It is clear from the revenue statistics that the trend of growth in this industry has continued and the industry has crossed 18,000 crore or $4 billion in dollar terms, posting a 21 percent growth over previous year’s revenues of over 14,000 crore (approx $3 billion).
However, despite the expectations, the industry has not touched $5 billion yet – perhaps the after effects of the severe recession in 2008 are still being felt globally.
The Southern-Western Leadership
The southern region of India is slightly ahead of the western region in terms of total share of revenues, however, the south comfortably leads in the number of firms (172 vs 137). Bangalore and Hyderabad are leading the way and the recent announcement of building a cluster and incubator in Bangalore will help maintain the leadership of this region. The north cluster follows at the third spot but hopefully new clusters, especially in the NCR, will help close the gap in the future. What is revealing is, that despite possessing huge bio-resources and many leading institutions, the eastern part of India is lagging in terms of proper biotech enterprises. The states of Bihar, West Bengal, Orissa, Assam and the North East need a focused strategy to seed biotech enterprises.

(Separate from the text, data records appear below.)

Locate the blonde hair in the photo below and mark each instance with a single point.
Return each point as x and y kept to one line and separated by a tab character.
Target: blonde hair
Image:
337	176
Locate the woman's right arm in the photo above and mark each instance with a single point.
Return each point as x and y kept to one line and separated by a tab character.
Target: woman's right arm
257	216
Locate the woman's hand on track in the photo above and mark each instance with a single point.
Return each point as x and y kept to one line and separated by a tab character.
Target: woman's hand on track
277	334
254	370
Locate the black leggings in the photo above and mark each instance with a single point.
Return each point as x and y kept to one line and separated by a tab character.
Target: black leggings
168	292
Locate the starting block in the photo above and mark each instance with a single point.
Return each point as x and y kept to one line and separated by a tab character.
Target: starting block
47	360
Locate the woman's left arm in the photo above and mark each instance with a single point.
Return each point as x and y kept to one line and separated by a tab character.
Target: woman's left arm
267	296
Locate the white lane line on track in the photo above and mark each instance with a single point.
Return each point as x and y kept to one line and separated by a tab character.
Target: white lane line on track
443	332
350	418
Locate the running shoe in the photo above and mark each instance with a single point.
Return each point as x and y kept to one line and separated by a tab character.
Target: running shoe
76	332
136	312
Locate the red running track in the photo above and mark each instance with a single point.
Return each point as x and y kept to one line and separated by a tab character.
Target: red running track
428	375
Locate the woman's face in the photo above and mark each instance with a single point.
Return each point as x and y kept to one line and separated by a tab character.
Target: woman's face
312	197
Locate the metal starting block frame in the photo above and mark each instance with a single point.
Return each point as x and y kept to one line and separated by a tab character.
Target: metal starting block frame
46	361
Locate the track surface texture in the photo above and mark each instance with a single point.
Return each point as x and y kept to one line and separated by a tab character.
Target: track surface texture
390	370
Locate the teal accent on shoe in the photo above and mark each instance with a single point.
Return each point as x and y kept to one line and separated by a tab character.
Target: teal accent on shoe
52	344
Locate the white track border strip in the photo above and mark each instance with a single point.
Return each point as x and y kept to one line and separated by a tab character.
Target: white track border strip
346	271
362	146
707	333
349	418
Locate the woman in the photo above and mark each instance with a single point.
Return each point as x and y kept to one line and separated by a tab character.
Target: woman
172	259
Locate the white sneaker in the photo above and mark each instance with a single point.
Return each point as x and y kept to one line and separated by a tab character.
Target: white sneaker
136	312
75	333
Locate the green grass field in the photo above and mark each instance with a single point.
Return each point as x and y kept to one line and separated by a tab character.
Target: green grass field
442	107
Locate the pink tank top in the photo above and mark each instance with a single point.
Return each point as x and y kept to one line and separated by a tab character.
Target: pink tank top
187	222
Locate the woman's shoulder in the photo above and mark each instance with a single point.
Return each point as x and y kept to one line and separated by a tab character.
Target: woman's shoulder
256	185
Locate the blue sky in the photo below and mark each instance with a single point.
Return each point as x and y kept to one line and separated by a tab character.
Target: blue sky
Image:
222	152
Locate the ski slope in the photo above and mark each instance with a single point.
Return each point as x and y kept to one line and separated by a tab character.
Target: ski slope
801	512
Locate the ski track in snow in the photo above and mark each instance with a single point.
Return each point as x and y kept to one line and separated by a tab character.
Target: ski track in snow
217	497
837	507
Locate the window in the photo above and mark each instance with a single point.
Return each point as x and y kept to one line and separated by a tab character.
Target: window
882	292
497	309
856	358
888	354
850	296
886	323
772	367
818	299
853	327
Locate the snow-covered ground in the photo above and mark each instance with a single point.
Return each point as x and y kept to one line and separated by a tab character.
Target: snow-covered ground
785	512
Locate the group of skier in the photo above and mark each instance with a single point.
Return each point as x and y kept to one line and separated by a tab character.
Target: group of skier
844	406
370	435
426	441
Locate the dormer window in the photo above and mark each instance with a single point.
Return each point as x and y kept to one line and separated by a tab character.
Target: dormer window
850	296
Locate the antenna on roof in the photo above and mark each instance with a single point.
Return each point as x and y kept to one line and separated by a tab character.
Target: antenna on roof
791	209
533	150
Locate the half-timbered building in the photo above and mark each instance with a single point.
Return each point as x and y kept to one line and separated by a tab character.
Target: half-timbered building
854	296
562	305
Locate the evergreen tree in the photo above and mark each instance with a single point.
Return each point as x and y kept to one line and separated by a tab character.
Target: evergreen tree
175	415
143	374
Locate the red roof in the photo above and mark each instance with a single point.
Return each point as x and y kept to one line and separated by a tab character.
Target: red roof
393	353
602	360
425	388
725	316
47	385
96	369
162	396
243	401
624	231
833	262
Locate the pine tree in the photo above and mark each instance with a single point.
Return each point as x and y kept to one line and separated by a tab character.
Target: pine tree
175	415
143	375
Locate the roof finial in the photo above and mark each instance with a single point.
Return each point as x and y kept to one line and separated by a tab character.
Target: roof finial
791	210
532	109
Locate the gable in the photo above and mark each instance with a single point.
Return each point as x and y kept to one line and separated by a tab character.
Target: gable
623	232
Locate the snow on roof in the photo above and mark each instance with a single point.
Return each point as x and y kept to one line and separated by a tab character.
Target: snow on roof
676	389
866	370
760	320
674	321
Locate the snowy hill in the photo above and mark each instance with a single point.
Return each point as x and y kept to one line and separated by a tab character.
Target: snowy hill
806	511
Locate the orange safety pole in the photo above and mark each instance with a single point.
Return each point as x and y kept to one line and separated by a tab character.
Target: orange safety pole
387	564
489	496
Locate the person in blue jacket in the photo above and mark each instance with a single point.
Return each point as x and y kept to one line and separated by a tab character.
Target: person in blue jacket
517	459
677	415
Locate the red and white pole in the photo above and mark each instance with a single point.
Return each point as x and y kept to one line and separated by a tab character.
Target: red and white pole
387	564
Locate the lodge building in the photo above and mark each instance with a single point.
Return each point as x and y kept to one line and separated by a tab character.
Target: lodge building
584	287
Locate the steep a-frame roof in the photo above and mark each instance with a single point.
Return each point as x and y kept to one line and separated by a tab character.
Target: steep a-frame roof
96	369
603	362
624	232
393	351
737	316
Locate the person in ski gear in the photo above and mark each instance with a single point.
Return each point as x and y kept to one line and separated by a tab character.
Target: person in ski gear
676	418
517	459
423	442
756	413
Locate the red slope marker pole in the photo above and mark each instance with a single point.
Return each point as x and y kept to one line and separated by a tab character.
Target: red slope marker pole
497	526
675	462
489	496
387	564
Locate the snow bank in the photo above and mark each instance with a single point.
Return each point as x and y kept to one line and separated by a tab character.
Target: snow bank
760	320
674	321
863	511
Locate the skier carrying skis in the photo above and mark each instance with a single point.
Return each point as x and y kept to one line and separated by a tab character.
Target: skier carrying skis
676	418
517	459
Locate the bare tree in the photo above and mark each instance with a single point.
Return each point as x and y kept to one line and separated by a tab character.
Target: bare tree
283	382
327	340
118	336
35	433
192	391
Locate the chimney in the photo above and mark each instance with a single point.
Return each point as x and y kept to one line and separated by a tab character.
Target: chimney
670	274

There are now 362 firms in India that are focussed on some aspects of biotechnology. This is an important indicator. The vibrancy of a knowledge intensive and highly regulated industry such as biotech depends on the number of new start-up firms that are establishing and injecting fresh business ideas, solutions, and products built on innovation. What do we need to have in policy terms to say that India can treble the number of innovative biotech firms in the next five years to cross the one thousand mark? How do we make the biotech landscape investor friendly and ease the burden of establishing and operating start-ups? Indeed for the sector to grow even further several concomitant factors have to be addressed:
Streamlining Regulation: Regulation that enables innovation is the key. ABLE facilitated, as “Knowledge Partner” a regulatory session at Bangalore INDIA BIO last month. What became clear from discussions there as well as from all other forums is, that Industry will like to have a scientific evidence-based, clear and non-ambiguous, streamlined and transparent regulatory mechanism where procedural delays are minimized and technical considerations are dealt with by expert committees that are not created on an ad-hoc basis.
For India to achieve a leadership position in biotechnology, this is foremost in all sectors of biotechnology, i.e., biopharma (including diagnostics & devices), agri-biotech and industrial biotech including food & nutrition. Indeed, it goes without saying that investor confidence is directly linked to a clear and streamlined regulatory landscape.
The Future Ahead
Indian biotechnology industry is showing signs of consistent and mature growth in the 20 percent range. It has done well despite the global recession. Indian biotech firms are globalizing and strategically partnering with other firms – the Pfizer-Biocon and Glenmark-Sanofi deals are indicators of the kinds of new partnerships to emerge.
It is clear that vaccines, diagnostics and devices along with biosimilars will be key growth areas in biopharma. The agri-biotech sector is poised to grow – especially, the seed business in the area of new hybrids. Regulatory clarity in both biopharma/healthcare & agribiotech will be crucial for the future. There is a perceptible dynamism in systems biology (or BioIT) firms that are building predictive models, both disease and organ models, and enabling drug discovery research.
The growth potential of BioIT firms in India built on India’s strengths in IT and biology remains high. The CRO industry has become highly competitive and many CROs now have to show unique differentiation other than cost arbitrage. Many CROs have chosen to follow a risk-sharing model for growth to transition themselves into drug discovery firms. While this transition might take years it is a positive trend for the industry.